For purposes of fantasy competition only, let’s assume that Harold is right and just “Because all Information Services are Delivered Via Telecommunications, Classifying Broadband Access as a Telecommunications Service Would [Not] Require Classifying Facebook and Akamai as Telecommunications Services.” Perhaps Harold is right that the FCC’s channeling of Justice Scalia will not result in reclassification of all information services as mixed information and telecommunications services. Under Scalia’s reasoning, there might be services where the “telecommunications component” does not seem like a separately identifiable part of the offer (to a discerning regulator).

At the same time, the FCC probably cannot fire a magic bullet that affects the classification only of Internet access services. There are three kinds of services that I’m particularly interested in here. The first is the category that we at AT&T think of as “emerging devices.” Things like e-readers, navigation devices, wireless picture frames (the list could go on and on). Users of these services and devices do not purchase wireless data services from traditional wireless providers. Instead, their service provider bundles end-to-end wholesale data transport services (including the user’s “last mile”) with their own server infrastructure to provide each particular service.

Under the FCC’s prior understanding, where information and telecommunications services were mutually exclusive categories, most people would have assumed that such services fell in the information bucket. Now we will all have to consider whether they contain distinct information telecommunications components. Do consumers view these services as including a “transmission component?” Should such services expect to be collateral damage under the proposed approach?

The second category is that of content providers that bundle slightly less extensive transmission with their content and sell the bundle to consumers.

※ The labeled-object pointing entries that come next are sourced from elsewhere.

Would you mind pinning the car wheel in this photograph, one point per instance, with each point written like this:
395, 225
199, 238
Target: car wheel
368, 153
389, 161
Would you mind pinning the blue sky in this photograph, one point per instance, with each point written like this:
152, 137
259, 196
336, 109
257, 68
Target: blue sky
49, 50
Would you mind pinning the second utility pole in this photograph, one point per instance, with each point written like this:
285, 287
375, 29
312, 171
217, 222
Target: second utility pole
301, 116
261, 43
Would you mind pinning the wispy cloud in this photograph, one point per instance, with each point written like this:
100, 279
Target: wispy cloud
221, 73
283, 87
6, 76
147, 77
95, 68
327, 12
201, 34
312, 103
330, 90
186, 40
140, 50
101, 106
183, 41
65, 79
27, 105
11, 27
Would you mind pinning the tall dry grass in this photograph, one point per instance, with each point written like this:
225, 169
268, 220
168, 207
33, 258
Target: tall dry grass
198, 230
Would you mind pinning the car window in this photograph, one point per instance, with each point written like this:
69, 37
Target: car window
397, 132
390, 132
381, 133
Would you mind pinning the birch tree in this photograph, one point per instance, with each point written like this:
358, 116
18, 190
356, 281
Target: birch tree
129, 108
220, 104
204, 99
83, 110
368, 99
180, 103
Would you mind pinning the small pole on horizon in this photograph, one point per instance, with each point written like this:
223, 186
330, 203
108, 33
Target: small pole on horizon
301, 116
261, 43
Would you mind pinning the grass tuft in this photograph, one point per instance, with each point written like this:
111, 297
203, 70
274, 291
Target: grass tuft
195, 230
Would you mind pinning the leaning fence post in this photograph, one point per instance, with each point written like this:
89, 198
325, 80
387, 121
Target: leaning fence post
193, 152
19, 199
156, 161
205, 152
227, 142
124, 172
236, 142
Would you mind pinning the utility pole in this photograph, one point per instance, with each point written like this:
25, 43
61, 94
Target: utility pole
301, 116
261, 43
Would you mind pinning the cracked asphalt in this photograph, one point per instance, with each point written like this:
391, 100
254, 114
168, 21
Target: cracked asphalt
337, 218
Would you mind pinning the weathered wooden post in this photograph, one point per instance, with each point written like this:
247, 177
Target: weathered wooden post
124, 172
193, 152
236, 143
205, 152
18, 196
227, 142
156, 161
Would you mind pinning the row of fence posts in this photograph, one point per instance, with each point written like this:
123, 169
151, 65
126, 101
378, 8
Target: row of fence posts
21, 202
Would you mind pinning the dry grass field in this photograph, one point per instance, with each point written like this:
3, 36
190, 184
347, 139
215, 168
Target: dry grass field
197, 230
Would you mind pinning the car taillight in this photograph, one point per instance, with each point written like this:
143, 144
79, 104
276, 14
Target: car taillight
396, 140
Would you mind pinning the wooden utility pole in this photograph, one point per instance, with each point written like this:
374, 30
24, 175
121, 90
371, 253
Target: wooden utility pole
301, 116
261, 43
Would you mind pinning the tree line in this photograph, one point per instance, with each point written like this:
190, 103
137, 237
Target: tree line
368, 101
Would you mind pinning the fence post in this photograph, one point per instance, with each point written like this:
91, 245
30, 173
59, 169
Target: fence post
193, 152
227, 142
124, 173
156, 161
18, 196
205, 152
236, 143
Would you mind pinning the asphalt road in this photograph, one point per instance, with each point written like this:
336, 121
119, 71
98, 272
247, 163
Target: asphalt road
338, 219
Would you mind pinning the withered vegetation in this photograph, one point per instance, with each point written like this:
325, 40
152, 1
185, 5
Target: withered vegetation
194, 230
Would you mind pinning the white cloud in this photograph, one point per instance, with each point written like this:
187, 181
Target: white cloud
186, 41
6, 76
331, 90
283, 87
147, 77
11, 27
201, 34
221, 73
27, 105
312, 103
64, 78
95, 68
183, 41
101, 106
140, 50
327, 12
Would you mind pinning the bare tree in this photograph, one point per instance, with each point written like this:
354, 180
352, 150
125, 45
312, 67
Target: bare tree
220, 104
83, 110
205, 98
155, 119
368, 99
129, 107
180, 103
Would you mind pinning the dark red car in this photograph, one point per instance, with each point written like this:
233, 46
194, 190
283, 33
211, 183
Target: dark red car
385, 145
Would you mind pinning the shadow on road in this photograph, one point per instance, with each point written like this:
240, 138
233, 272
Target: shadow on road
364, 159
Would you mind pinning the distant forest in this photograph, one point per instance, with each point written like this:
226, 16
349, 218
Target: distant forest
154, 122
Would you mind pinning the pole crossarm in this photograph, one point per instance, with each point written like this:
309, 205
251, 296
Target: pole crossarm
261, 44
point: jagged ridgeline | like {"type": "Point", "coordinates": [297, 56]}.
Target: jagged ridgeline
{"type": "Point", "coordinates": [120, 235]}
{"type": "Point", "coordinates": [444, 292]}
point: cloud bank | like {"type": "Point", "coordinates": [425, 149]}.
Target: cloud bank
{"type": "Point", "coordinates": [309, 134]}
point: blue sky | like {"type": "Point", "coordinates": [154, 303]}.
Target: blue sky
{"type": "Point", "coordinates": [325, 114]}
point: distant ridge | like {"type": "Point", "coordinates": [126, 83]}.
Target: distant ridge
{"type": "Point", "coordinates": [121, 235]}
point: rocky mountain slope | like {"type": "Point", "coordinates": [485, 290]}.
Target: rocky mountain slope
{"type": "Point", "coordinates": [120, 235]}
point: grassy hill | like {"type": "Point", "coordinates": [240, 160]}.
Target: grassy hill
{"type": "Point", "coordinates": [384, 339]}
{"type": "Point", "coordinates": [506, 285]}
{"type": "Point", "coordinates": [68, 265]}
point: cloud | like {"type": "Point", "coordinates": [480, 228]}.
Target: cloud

Netflix is probably the most prominent example. There is pretty clearly a transmission component to their delivery of video content, though not “end-to-end” transmission (which has never been a prerequisite for regulation under Title II). Does that transmission component, in Scalia’s words, “still possess sufficient identity to be described as [a separate object] of the offer?”

The third category is comprised of services that the FCC has studiously avoided classifying for almost as long as I’ve been in this league – i.e., voice over IP services.

While there may be some VoIP applications that ride completely on top of transmission components obtained separately from third parties, there are many that include bundled transmission capabilities. Most importantly, all VoIP services that interconnect with the public switched telephone network (PSTN) — such as Vonage, Skype-in, and Skype-out — include such capabilities. VoIP providers typically obtain these transmission inputs at wholesale from competitive local exchange carriers, or CLECs. On these, I fear I have a pretty good idea of how things will turn out.

Like Harold, I look forward to the start of the regular season. But, in the meantime, let’s enjoy the fantasy league; where getting things wrong doesn’t affect anyone’s business plan, investment and jobs.